Com escolha de Garzón, Santos e o partido do presidente esperam apagar imagem de defensores da oligarquia

Ruth Costas, O Estado de S.Paulo

28 Maio 2010 | 00h00

ENVIADA ESPECIAL / BOGOTÁ

Angelino Garzón liderou a Central Única dos Trabalhadores na Colômbia nos anos 80, quando optar pelo caminho do sindicalismo em seu país podia significar assinar uma sentença de morte. "Comecei a denunciar o assassinato de colegas em entidades como a Organização Internacional do Trabalho, mas levou tempo até que me ouvissem", contou Angelino ao Estado. Hoje, esse ex-sindicalista de centro-esquerda, que no passado chegou a militar no Partido Comunista, é o improvável vice-presidente da chapa do candidato governista, o ex-ministro da Defesa Juan Manuel Santos, considerado um falcão de direita e herdeiro político do presidente Álvaro Uribe.

Se Santos vencer, Garzón será o segundo na linha de sucessão presidencial, em um país em que, ao contrário do que ocorre em muitos vizinhos, rotular-se como "direita" parece ser um pré-requisito para ganhar votos.

"A ideia é que esse futuro governo seja mais aberto ao diálogo e à conciliação - será seu diferencial. Nossa associação faz parte desse projeto e Santos também se diz disposto a convidar todos os atuais candidatos a formar parte de sua gestão se for eleito", afirma Garzón, sempre apoiado pela mulher, que fala um português perfeito - eles se conheceram em São Paulo, quando ela estudava psicologia na PUC. "Lembro que no Brasil, a chapa de Lula também reuniu figuras com distintas trajetórias - seu vice era um empresário", compara.

Quando anunciada, a escolha de Garzón foi descrita por analistas como arriscada. Integrantes do governista Partido de La U chegaram a se opor à decisão e militantes de esquerda acusaram Garzón de traição. O ex-sindicalista, que chegaria a ser governador, ministro e embaixador na ONU, é visto como um homem de diálogo, próximo a movimentos sociais e de origem humilde - em oposição a Santos, que pertence a uma família da oligarquia colombiana. "A escolha faz parte de uma estratégia para mostrar que o governo Uribe não é tão elitista", diz o cientista político Gabriel Murillo, da Universidade Nacional.

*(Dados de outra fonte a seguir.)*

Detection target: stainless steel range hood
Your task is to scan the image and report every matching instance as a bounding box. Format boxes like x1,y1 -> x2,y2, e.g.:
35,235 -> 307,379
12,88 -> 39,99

Santos, tecnicamente empatado nas pesquisas com o candidato do Partido Verde, Antanas Mockus, também parece apostar em Garzón para reduzir a desconfiança da comunidade internacional, em geral, e dos EUA, em particular, em relação a temas como direitos humanos e falta de pluralismo de um governo cuja proposta seria dar continuidade ao de Uribe. Os crimes contra sindicalistas estão entre os motivos apresentados pelos democratas americanos para não aprovar o Tratado de Livre Comércio com a Colômbia. Para Garzón, o tema é instrumentalizado: "Eles só não querem deixar de ser protecionistas."

Garzón explica que sua responsabilidade, caso o bloco governista vença as eleições de domingo, será ajudar a desatar três nós. Primeiro, será responsável por cuidar da questão dos direitos humanos. Segundo, deverá contribuir no desenvolvimento da agenda social. Terceiro, ajudará a negociar uma distensão com Equador e Venezuela.

PARA LEMBRAR

Presidente "teflon" escapa de escândalos

Apesar de Álvaro Uribe ter um alto índice de popularidade, seu governo foi marcado pelo escândalo de escutas ilegais e pela acusação de que seu irmão era um líder paramilitar. Uribe perseguiu o terceiro mandato, reduzindo as chances de seu candidato. Sua grande promessa de um Tratado de Livre Comércio com os EUA não teve sucesso.